◆DAY34 反転する世界


*2019年6月8日*

土曜日。午後から義母とピアノのコンサートへ出かけ、その流れでご一緒したご婦人方とお食事へ。年に何度かお会いする、鷹揚な気のいい人達だけど、心の接点を未だ見つけられない。一番若年の私は、正直かなり気を遣う。

会食がことのほか早く終わり、場所もLOCAから近かったので、少し寄って帰ろうとタクシーに乗った。気分をリセットしたかった。幸い、タンゴシューズは持っている。最近は用事があっても、ミロンガへ寄れる可能性が少しでもあればタンゴシューズを持ち歩くようにしているのだ。
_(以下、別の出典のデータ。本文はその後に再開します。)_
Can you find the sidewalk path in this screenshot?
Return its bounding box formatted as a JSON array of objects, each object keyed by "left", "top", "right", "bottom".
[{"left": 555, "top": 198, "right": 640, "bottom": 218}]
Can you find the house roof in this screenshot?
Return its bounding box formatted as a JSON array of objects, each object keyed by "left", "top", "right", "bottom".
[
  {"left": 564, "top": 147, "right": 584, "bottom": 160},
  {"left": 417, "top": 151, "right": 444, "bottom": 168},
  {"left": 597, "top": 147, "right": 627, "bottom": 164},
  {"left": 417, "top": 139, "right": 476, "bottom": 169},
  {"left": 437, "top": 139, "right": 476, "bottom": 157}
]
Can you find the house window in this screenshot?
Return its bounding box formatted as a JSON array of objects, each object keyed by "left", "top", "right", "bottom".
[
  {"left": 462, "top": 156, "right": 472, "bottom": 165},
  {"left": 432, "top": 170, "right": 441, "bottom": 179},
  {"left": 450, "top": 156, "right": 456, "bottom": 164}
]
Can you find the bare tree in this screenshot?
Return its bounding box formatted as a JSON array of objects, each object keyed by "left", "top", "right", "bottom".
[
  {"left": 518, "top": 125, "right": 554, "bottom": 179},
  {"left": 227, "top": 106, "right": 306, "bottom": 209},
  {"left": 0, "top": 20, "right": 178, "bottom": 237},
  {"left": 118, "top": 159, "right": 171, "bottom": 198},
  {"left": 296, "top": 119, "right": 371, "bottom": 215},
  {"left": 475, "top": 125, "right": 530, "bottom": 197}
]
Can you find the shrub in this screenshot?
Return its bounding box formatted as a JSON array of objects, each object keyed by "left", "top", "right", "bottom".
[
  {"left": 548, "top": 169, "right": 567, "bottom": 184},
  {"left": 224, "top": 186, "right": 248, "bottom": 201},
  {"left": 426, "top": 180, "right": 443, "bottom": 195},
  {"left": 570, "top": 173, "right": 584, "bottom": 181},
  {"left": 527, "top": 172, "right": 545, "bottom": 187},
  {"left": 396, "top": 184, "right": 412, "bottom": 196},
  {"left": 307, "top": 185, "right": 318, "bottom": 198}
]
いつもの階段を登り、赤い部屋へ入る。その瞬間、急激に心拍数が上がり、息切れがして、ソファに倒れるように座り込んだ。

何が起こったんだろう。息ができない……。

苦しい。わけもわからず涙が出る。

あまりにも心と体がバラバラで、意識がついていけない。

過呼吸の症状だった。
忘れていたくらいに久しぶりで、怖かった。

いきなり来て涙を流しながら喘いでいる女……まさに"LOCA(狂った女)"。

普通だったらかなり引くと思うけれど、LOCAには肝の座った人が多いから、いちいち騒いだりしない。何も聞かずに抱きしめてくれ、息を整えさせてくれた。

おかげですぐに落ち着いたけど、その後も茫然自失。

「いい奥様」モードからタンゴモードへと、いきなり世界が反転したから、心が順応できなかったのかもしれない。

思っている以上に、体は正直だ。

そんな不安定な状態じゃとてもタンゴなんて踊れない。自分すらコントロールできない人が、人と向き合えるはずないもの。

誰も誘わないでね。

と思っていたら、あえて壁を乗り越えてくる人っているんだよね。
Hくん……しかも断りづらい強引な誘い方。

しぶしぶ立ち上がり、動き始めてみると……彷徨っていた心が、タンゴの世界へと誘われた。
もしHくんが無理にでも声をかけてくれなかったら、この日はそのまま、心の整理がつかないまま帰っていただろう。

彼の強引さに救われた。

そのあとのたけし先生のリードも優しかった。
力が入らなくて、ふにゃふにゃでもちろん踊りは全然なってないんだけど、身を任せていることで、心が解きほぐされていった。

滞在時間1時間強。2タンダだけ踊って、23時前に退出。嵐のようにきて、空気を乱していくのは申し訳ないなと思いながら。

それにしても過呼吸になるなんて、よほど何かがストレスなんだろうか。